It's good a youngbuck like yourself is trying to stay outta trouble.. At your age it followed me around.. 

Why can't you use lite stuff on the cats??


----------



## LEADDRAFT (Oct 9, 2001)

be nice to get a "extended" conversation outta him for a "fictional" book...
"Plankin for Kings"....


----------



## Drumdum (Jan 6, 2003)

LEADDRAFT said:


> be nice to get a "extended" conversation outta him for a "fictional" book...
> "Plankin for Kings"....


 Slide up to Jolly Roger in the summer.. Depe is a freindly guy and would be an asset to a book like that... If you could track down Loner,ya might be able to get a word or two outta him as well..


----------



## chris storrs (Aug 25, 2005)

have had my fair share of trouble believe me ha..gotta hear it everytime i see eddie and joe, junior year thru last summer seemed to be the worst of it however..especially the summer when i was somewhat livin in KDH

now trying to save moeny and get the jeep right...as well as the chevelle i bought when i was 16 and havent put enough time into..been working on that..hard to do much harm at my bosses shop with nothin but tools and car parts

cant go lite on the cats in the particular spot i been fishing, because the "fishy" water is about 80-100 yards away...deepest section is about 8-10 feet, the rest 3-5'...takes a good cast without much room to cast off the bank due to trees, and usually ten or so friends that dont understand the concept of duck or bleed .....would be able to reach em with say a puppy drum style rod and 4 oz and a smallish bait since theres no current, but the little cats are everywhere and take a small bait fast..bigguns would never have a chance to get it...been using the drum rods and same rig, with 6 or 8 oz just so the pickers cant drag the baits around..use usually a whole bream minus tail or big fat eel chunk, so atleast if one manages to hook itself its usually atleast 12 or 15 pounds...

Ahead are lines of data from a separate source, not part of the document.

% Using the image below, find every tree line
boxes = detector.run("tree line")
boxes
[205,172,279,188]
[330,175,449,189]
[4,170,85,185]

thursday night yielded me a pair of 15 lbers or so and one around 10..not quite the fattys i was hoping for we had all over this spring...but had nibbles pretty much constant for 4 hrs while my friends with "surf rods" couldnt reach em and got nada..theyd be more than happy with a few 5 lbers...generally how it goes in this spot..maybe tonight..well see


----------